Without the pot, we would still be going to water bodies like rivers and ponds to hydrate ourselves as and when we feel thirsty. Thanks to the pot, we can get the water into our homes and store it for future use no crocodiles lurking beneath the water, no fear of a wild animal getting provoked into attack. The pot is a symbol of human civilisation.
Ancient Indians revered the pot. It was the symbol of the womb, the garbha, for it sustained human life. The pot was equated with the mother; it was a symbol of divinity. A pot or kalash filled with water and sprouts and crowned with green leaves and fruits became the symbol of abundance and good fortune. It was worshipped over 3,000 years ago. It is still being worshipped today.
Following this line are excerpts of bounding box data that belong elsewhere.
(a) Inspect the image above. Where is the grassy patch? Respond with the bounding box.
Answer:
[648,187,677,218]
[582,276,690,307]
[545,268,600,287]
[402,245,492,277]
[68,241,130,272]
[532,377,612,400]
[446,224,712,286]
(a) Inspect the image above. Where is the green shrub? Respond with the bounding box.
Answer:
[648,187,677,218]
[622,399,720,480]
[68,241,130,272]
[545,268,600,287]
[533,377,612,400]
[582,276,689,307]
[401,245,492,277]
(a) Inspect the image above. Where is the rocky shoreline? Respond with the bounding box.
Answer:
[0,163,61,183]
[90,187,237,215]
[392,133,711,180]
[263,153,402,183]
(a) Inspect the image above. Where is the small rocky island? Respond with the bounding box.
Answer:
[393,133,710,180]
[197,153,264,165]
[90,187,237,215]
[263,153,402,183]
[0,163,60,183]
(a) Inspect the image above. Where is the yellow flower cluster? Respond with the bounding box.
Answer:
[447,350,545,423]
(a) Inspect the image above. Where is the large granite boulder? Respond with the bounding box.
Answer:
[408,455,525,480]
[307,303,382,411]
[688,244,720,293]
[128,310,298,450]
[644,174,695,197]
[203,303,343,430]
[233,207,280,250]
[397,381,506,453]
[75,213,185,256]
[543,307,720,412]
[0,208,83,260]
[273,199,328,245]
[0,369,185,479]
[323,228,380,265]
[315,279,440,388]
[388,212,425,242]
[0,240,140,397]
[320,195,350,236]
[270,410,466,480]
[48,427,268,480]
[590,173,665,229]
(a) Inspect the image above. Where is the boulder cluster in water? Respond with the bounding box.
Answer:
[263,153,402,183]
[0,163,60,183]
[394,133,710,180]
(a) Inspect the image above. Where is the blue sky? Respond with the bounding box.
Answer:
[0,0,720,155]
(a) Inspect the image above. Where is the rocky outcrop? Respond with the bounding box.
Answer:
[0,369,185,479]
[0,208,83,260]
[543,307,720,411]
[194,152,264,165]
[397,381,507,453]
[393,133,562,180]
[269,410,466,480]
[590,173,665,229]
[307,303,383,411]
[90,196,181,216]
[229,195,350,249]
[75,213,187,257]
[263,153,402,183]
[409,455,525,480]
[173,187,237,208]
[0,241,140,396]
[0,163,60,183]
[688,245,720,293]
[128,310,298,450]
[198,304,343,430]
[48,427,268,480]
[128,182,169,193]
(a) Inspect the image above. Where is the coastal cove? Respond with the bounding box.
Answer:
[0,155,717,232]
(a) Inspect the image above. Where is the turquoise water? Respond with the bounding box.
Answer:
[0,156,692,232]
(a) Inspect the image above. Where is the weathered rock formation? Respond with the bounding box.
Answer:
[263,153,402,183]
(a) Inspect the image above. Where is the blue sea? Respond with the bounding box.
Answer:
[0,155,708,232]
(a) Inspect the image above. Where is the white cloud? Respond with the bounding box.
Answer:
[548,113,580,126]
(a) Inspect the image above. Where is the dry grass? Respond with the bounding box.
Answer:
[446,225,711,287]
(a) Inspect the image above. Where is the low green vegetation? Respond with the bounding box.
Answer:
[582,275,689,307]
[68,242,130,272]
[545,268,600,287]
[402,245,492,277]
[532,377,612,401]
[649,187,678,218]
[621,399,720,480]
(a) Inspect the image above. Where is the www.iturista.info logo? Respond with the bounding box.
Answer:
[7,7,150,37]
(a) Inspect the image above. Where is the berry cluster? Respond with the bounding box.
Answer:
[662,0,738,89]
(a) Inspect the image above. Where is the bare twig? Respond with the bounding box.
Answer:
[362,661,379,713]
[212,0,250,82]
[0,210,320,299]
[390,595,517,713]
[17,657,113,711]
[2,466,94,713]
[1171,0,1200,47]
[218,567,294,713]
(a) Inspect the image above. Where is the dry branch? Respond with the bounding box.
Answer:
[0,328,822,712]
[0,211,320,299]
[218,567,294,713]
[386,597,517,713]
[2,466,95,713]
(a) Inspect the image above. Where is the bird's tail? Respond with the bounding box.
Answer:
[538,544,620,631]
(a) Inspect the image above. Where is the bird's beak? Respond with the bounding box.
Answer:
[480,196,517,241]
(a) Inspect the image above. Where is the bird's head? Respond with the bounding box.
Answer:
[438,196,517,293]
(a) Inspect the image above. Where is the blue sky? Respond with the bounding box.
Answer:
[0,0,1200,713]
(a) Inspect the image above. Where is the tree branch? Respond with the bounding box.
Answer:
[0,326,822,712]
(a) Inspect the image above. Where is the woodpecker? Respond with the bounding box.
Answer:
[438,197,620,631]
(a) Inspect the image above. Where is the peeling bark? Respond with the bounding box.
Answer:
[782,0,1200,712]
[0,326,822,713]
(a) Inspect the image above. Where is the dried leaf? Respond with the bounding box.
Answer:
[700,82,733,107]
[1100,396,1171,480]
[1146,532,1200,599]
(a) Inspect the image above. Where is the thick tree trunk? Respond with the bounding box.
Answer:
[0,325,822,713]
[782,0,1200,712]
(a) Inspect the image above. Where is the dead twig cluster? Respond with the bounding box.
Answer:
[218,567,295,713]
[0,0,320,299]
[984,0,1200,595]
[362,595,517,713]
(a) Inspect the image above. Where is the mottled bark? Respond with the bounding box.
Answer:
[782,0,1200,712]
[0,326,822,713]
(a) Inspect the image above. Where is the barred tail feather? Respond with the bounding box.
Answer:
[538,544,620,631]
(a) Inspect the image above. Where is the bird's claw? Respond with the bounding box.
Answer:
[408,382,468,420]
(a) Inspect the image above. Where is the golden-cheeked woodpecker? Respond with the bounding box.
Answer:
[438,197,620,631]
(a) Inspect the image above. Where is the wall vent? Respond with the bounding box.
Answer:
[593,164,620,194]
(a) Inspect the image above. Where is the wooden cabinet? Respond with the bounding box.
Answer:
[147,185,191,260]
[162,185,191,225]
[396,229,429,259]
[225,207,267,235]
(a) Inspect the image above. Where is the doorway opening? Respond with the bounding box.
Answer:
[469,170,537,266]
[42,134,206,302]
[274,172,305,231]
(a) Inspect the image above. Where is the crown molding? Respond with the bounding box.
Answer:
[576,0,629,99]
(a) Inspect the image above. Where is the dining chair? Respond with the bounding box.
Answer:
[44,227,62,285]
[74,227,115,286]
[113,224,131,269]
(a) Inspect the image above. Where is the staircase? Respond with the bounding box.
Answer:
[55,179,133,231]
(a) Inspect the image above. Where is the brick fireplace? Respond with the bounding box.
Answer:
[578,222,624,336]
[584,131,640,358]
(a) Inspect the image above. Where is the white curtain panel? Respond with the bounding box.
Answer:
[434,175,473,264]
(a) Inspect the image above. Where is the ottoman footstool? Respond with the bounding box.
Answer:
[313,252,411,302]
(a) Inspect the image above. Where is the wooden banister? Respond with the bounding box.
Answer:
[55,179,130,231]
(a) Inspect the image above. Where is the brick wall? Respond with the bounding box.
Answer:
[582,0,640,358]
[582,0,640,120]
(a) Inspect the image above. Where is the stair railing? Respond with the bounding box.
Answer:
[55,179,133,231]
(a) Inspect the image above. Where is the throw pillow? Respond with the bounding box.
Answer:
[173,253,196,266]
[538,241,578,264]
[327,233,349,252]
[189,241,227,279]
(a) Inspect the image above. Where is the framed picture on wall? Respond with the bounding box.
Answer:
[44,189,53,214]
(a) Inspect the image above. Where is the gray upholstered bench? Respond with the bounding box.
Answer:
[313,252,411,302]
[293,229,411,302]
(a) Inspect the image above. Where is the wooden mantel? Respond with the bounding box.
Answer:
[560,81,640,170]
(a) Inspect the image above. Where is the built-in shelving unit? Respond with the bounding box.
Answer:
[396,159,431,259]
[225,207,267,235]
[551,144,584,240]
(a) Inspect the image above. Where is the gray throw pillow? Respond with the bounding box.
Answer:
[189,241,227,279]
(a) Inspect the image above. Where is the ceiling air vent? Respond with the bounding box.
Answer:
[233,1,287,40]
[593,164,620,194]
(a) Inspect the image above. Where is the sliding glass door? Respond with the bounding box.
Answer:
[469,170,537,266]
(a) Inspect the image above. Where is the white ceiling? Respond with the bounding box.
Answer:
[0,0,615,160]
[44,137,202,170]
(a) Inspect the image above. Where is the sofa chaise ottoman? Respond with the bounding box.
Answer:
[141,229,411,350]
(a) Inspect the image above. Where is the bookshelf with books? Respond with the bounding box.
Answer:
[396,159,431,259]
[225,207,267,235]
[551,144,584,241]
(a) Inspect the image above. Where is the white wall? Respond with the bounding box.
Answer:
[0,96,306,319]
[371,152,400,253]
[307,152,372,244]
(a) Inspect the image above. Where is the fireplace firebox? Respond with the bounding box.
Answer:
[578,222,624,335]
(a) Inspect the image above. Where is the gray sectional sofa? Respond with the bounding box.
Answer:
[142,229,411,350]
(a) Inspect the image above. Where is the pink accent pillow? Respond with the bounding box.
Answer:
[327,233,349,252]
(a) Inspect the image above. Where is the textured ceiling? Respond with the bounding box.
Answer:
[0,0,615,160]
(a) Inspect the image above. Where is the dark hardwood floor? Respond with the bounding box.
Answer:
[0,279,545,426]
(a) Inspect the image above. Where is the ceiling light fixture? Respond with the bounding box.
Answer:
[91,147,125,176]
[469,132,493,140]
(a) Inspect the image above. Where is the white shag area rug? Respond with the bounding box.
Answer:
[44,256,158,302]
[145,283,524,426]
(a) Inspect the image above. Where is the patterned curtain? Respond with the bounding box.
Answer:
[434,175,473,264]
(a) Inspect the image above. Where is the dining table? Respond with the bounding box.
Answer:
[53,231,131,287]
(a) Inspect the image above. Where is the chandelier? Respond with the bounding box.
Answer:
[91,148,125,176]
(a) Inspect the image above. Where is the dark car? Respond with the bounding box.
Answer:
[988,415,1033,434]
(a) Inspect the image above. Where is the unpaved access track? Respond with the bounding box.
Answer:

The Gods, the ancients believed, had a pot that overflowed with grain and gold. It was called the akshaya patra. They also had a pot brimming with amrit, the nectar of immortality. Humans had neither. But humans included women who created and nurtured life, ensuring the continuation of the species. Women were therefore a combination of akshya patra and amrit, holding in their bodies the promise of abundance and immortality for the family. Without a woman, a family perished. The family tree withered.
In ancient times women were clearly regarded as being more valuable than men. The survival of a tribe depended not on the number of men it had but on the strength of its women. So in the early days, women were given the choice to choose husbands. The foremost form of wedding was considered to be one where the father gave his daughter to another family. It was a gift of akshaya patra and amrit.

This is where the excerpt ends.